Additionally, institutions are still waiting for the department to allow students to make corrections on their FAFSAs, which ED said should be available in April. On Tuesday, April 9, ED announced that it was aiming to make FAFSA student corrections available broadly this week. However, on Friday, ED also posted four issue alerts on FAFSA student corrections, with only one workaround solution. 

As of now, ED has not given institutions a timeline of when schools will be able to make corrections. 

At NASFAA, members have gathered in our communities to discuss and problem-solve errors and issues they’re seeing with ISIRs. Draeger noted a positive outcome of this rollout is the collaboration between financial aid professionals across the country, either through NASFAA communities or different listservs.

Draeger noted that while it's hard right now for most financial aid professionals to see the positive, he hopes this year’s challenges will bring a better FAFSA process in the future, saying it would be “shameful for us to go all the way through this and not look backwards and have some lessons learned so that we can improve the federal government’s processes on the other side of this.”

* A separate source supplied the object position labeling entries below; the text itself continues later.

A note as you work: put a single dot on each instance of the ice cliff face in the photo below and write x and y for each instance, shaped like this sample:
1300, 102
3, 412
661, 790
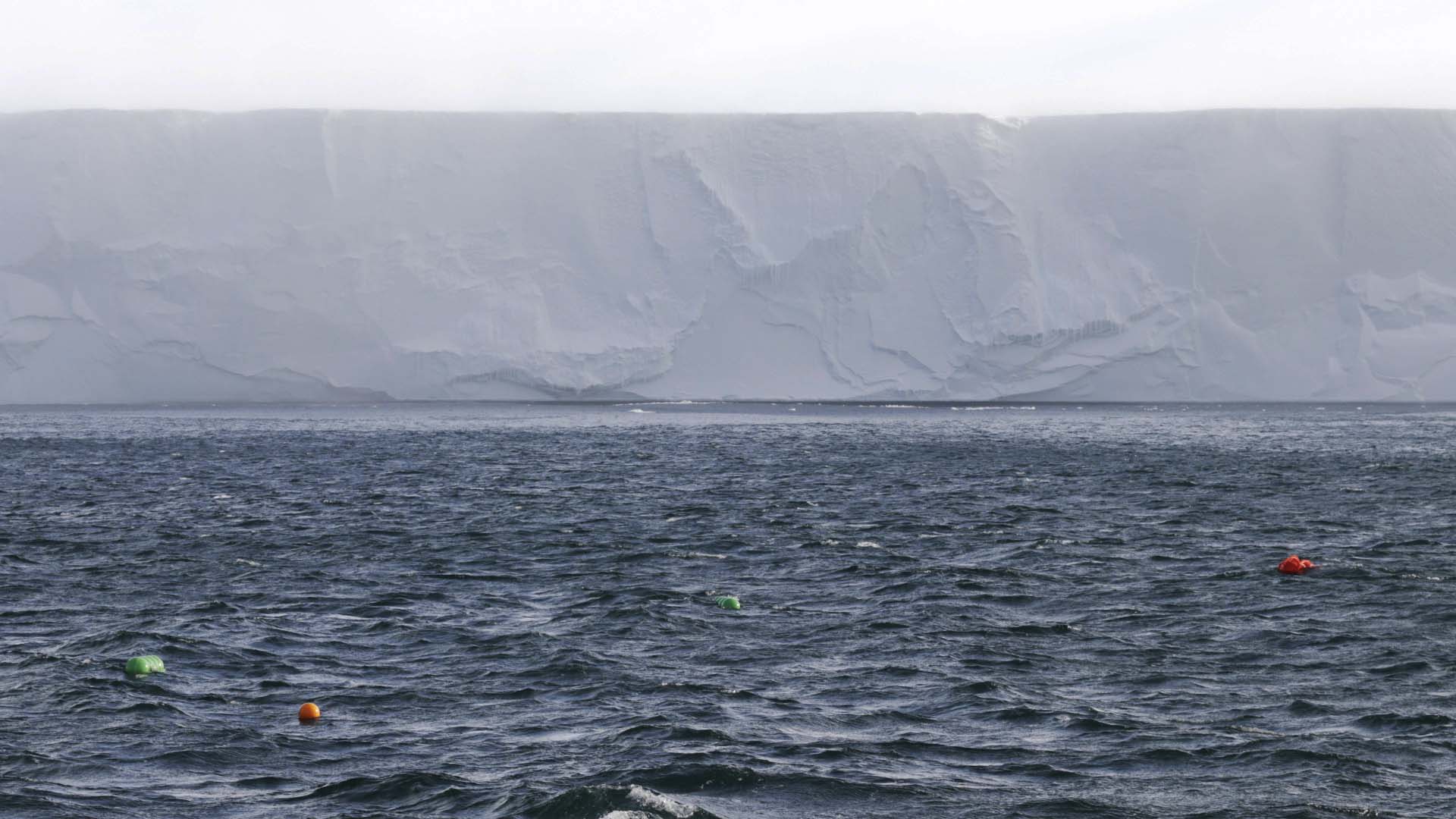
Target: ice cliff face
321, 256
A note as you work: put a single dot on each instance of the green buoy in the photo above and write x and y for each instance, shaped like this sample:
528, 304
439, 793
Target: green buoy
145, 665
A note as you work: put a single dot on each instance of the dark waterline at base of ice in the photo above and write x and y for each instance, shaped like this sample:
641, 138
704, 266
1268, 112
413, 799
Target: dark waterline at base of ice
509, 611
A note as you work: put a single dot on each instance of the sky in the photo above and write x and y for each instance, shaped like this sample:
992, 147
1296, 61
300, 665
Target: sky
1014, 57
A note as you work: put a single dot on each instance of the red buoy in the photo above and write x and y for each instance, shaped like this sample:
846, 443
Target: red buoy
1294, 566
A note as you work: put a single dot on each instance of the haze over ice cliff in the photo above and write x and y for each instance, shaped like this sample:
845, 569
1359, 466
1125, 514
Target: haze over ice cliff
321, 256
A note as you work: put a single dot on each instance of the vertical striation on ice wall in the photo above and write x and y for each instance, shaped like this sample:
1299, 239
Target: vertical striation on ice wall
327, 256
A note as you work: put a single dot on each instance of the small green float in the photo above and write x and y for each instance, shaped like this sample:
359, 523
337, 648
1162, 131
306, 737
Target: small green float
145, 665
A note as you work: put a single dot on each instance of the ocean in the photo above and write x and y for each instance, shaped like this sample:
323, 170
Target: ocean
510, 610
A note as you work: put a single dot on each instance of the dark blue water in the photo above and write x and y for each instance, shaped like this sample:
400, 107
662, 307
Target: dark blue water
509, 611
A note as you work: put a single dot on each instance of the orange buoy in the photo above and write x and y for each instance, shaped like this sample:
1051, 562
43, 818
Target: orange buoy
1293, 564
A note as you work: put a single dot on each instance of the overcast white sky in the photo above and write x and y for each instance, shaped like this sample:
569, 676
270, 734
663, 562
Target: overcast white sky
1014, 57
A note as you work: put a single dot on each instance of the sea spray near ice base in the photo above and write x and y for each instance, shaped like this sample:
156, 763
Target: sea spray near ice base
308, 254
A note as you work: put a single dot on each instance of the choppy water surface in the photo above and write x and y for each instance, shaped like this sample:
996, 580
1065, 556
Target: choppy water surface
507, 611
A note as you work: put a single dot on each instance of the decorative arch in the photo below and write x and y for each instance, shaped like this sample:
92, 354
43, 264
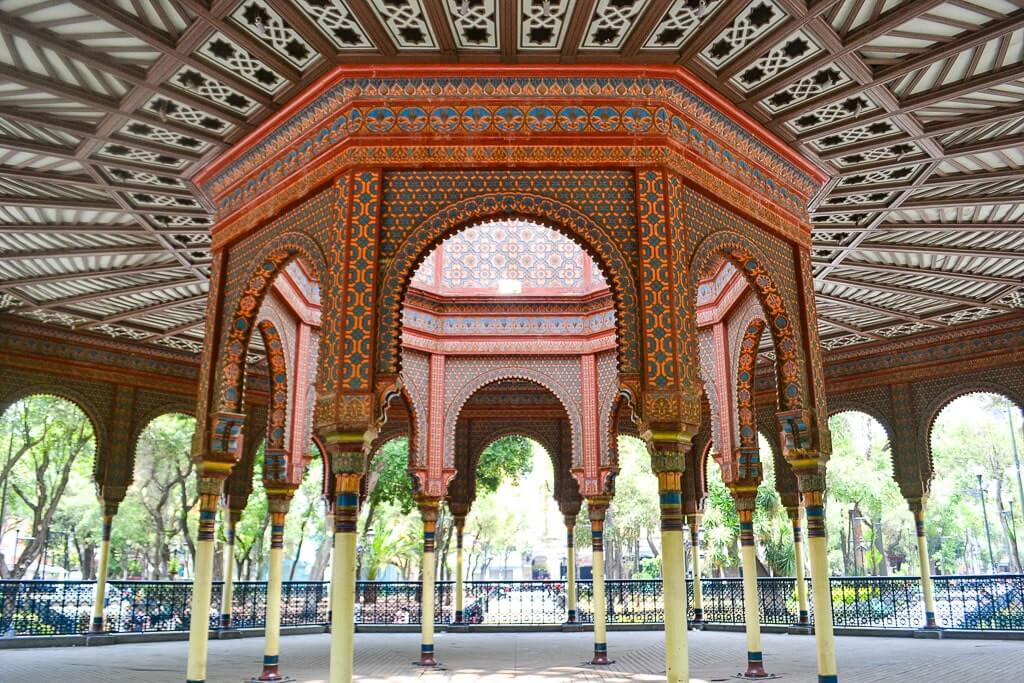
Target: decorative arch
280, 253
489, 376
753, 264
91, 412
169, 408
941, 400
844, 404
544, 211
745, 367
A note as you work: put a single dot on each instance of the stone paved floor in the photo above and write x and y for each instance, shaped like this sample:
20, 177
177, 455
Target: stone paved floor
548, 657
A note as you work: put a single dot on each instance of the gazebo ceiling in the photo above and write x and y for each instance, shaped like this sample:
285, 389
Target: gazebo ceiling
108, 108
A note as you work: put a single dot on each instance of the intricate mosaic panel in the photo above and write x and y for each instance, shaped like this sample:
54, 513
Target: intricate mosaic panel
361, 267
768, 265
278, 415
537, 110
481, 256
464, 376
422, 208
659, 342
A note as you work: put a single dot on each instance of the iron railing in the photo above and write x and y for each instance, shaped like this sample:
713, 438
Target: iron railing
54, 607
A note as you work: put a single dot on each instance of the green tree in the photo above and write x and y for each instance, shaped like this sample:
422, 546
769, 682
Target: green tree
49, 447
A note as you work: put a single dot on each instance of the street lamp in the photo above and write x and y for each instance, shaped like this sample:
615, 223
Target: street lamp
984, 513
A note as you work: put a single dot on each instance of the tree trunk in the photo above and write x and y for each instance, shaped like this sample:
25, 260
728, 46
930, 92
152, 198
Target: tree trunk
1012, 549
318, 568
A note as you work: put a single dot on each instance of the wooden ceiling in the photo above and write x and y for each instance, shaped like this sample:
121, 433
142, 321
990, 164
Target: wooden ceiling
108, 108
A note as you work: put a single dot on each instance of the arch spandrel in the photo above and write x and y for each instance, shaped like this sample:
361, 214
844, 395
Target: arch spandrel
406, 249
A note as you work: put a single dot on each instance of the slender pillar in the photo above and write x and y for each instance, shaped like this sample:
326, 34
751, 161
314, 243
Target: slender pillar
231, 518
752, 601
346, 512
817, 551
99, 600
597, 509
279, 504
918, 507
798, 550
428, 510
674, 577
570, 568
695, 535
460, 596
199, 628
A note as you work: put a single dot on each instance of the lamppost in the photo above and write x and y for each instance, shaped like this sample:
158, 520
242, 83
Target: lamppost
1017, 460
984, 514
1009, 514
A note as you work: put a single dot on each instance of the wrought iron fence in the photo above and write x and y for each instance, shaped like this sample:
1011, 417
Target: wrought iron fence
47, 608
980, 602
881, 602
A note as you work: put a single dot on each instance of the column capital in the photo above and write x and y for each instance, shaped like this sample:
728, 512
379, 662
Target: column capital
597, 507
916, 504
429, 507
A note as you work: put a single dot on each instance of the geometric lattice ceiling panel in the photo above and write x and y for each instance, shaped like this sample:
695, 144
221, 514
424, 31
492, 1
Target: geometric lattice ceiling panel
108, 109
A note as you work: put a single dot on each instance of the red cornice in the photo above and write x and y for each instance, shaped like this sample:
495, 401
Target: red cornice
413, 71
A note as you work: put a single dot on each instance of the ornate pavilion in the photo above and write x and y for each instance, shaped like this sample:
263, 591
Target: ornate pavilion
339, 221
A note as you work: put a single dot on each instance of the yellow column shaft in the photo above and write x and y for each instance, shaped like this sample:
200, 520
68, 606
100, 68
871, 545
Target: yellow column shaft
817, 550
227, 594
429, 509
674, 586
695, 562
459, 588
798, 553
99, 599
570, 580
271, 633
600, 603
343, 607
926, 570
346, 511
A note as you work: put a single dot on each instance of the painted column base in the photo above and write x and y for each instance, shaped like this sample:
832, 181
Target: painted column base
100, 638
601, 654
270, 672
229, 633
426, 656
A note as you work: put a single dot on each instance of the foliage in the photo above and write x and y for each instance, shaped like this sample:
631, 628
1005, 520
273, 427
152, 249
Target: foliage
160, 503
48, 445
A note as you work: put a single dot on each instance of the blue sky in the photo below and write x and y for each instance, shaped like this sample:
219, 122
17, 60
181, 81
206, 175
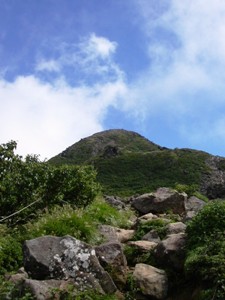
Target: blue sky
71, 68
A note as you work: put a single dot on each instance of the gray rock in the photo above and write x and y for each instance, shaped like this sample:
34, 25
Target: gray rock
151, 236
163, 200
112, 258
143, 246
171, 251
192, 206
116, 234
43, 289
177, 227
51, 257
153, 282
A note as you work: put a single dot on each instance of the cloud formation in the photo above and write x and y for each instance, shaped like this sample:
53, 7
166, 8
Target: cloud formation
186, 72
51, 115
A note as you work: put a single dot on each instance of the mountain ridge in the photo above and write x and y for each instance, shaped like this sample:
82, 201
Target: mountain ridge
128, 163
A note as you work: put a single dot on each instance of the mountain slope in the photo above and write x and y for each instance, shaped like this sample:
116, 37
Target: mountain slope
128, 164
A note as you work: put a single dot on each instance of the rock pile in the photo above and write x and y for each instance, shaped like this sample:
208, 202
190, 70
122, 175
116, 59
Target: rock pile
57, 262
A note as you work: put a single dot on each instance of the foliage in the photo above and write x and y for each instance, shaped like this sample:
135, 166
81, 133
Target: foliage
71, 293
136, 173
87, 149
206, 249
36, 185
10, 251
80, 223
135, 256
9, 290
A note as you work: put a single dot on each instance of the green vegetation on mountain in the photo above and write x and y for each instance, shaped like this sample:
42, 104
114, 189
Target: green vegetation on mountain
205, 261
63, 197
129, 164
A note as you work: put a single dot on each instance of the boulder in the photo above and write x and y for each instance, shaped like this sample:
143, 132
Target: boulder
152, 236
152, 282
112, 258
115, 202
164, 199
192, 206
116, 234
50, 257
177, 227
171, 251
143, 246
44, 289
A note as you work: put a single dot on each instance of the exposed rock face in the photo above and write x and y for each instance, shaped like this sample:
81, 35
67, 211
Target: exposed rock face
170, 252
51, 257
164, 199
42, 289
115, 202
116, 234
152, 281
177, 227
151, 236
192, 206
143, 246
112, 258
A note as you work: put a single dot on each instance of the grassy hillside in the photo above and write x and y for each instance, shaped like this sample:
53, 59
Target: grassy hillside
134, 173
106, 143
128, 164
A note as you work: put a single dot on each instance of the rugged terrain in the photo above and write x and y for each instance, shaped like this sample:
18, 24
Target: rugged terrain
128, 164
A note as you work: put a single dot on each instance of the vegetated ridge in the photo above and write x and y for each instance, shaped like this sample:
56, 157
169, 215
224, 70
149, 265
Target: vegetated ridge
128, 164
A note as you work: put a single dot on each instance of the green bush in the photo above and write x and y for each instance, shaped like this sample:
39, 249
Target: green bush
206, 250
27, 186
80, 223
10, 254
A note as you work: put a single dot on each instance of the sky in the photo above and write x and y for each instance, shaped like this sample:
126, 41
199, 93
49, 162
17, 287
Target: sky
71, 68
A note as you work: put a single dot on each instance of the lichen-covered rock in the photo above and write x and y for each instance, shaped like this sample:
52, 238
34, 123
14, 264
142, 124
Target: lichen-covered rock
116, 234
143, 246
192, 206
176, 227
44, 289
151, 236
164, 199
115, 202
50, 257
171, 251
112, 258
152, 282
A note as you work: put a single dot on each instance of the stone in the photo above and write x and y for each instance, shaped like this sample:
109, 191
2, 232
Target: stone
163, 200
176, 227
43, 289
192, 206
115, 202
152, 281
152, 236
112, 258
116, 234
171, 251
143, 246
50, 257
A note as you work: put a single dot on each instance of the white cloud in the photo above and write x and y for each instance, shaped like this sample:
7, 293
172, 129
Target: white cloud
45, 118
98, 46
186, 71
48, 65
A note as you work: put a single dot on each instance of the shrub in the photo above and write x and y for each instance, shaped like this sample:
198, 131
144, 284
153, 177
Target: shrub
27, 186
81, 223
206, 250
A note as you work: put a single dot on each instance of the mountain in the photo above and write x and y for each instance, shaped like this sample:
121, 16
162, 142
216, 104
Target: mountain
128, 164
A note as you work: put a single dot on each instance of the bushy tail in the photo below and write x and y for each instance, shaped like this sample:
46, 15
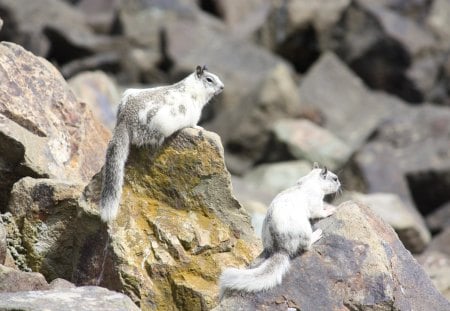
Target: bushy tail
113, 171
267, 275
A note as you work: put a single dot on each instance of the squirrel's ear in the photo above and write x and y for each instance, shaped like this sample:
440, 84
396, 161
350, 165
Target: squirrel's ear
199, 71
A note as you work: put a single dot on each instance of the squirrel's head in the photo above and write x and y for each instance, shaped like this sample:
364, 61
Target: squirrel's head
210, 81
323, 178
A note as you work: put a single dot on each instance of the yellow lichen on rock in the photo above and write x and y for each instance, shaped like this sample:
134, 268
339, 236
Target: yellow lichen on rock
178, 225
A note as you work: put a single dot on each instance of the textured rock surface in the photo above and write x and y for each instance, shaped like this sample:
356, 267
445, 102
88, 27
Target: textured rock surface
308, 141
359, 264
410, 229
88, 298
12, 280
45, 211
177, 226
44, 130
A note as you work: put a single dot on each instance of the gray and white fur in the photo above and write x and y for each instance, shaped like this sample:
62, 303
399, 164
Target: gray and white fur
147, 117
286, 232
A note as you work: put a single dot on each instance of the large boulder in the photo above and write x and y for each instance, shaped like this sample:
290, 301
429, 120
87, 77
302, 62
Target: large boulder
359, 264
44, 130
87, 298
178, 225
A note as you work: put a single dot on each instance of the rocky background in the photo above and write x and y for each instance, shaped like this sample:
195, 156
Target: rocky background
360, 86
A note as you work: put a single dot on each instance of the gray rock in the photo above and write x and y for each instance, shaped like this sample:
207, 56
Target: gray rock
359, 264
12, 280
3, 245
88, 298
308, 141
46, 211
275, 177
356, 107
44, 130
436, 262
439, 219
99, 91
406, 222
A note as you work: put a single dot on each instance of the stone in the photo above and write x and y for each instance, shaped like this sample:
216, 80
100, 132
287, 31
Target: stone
44, 130
86, 298
439, 219
61, 284
3, 245
436, 262
273, 178
438, 19
178, 224
307, 141
50, 28
46, 211
419, 138
408, 224
344, 111
12, 280
359, 264
99, 92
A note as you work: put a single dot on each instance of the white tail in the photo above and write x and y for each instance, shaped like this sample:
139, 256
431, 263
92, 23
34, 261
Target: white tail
113, 172
265, 276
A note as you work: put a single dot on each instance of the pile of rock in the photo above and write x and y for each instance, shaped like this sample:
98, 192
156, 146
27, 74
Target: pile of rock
359, 86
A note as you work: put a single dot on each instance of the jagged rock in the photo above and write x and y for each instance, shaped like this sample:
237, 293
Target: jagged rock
359, 264
344, 111
177, 226
12, 280
44, 130
61, 284
99, 92
87, 298
308, 141
419, 139
439, 219
53, 29
3, 245
436, 262
273, 178
409, 226
46, 211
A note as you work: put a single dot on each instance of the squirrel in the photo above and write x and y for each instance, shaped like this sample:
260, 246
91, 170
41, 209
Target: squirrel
148, 117
286, 232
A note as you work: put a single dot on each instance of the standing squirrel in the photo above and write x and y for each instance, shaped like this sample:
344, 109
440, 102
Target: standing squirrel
147, 117
286, 231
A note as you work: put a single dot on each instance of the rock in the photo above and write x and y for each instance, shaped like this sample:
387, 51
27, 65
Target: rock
100, 93
359, 264
438, 19
275, 177
53, 29
344, 111
61, 284
87, 298
382, 46
294, 29
12, 280
46, 211
243, 18
439, 219
3, 245
409, 226
436, 262
44, 130
308, 141
419, 139
177, 226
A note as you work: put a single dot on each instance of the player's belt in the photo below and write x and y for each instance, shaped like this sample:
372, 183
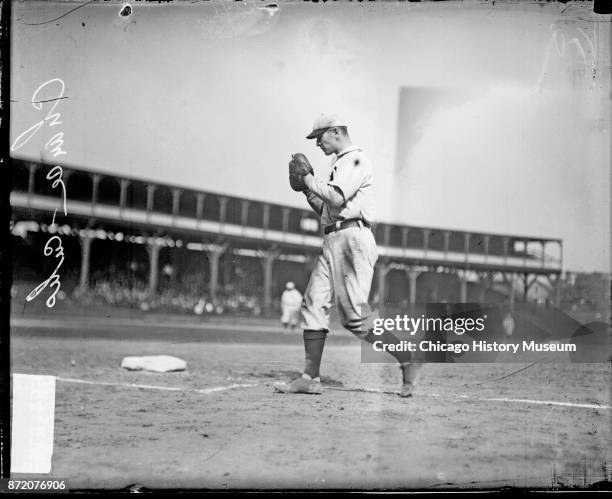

“I still hold on to the promise that this is going to be a better process for students on the other side of this, and that more applicants will qualify for Pell Grants,” Draeger said. “I just don't know how much of that will have been diminished by this rollout. How many students will have decided not to attend? How many institutions will bear permanent enrollment and financial scars from this rollout?”

 

Publication Date: 4/15/2024


Deidre H | 4/22/2024 2:46:53 PM

When asked by a staff member if the issues with 2425 FAFSA would be over by the Spring 2025 semester, I could not comfortably state that it would. I think that the ripples will continue for several semesters, if not years.

James C | 4/22/2024 11:29:02 AM

Financial aid has long been too complicated. We have two types of federal loans, subsidized and unsubsidized, instead of one type. We have need based aid vs non-need based aid. So complicated. We have dependent vs independent student rather than just making every student independent and taking parent income and information out of the picture altogether. Simple! If we really wanted to make things simple, Congress would fund the pell grant to cover ALL tuition and general fees for ALL students and take household income out of the picture forever. But Congress doesn’t truly care about funding education in this country and subsequently they keep trying to make financial aid more “simple.” The latest 2024-25 FAFSA disaster is only a symptom of a much larger systemic problem of a financial aid design created years ago to be deliberately complicated using terminology that constantly changes and that has never been understood by either students nor parents. Congress rubber stamps these policies every year and they share the blame for this mess.

James H | 4/15/2024 9:48:17 AM

An unprecedented financial fiasco that seems never ending for 24-25. But what about the future repercussions for students and administrators? Community colleges and universities? As a new Director in the world of financial aid, but years of financial aid experience, how do we survive for our students?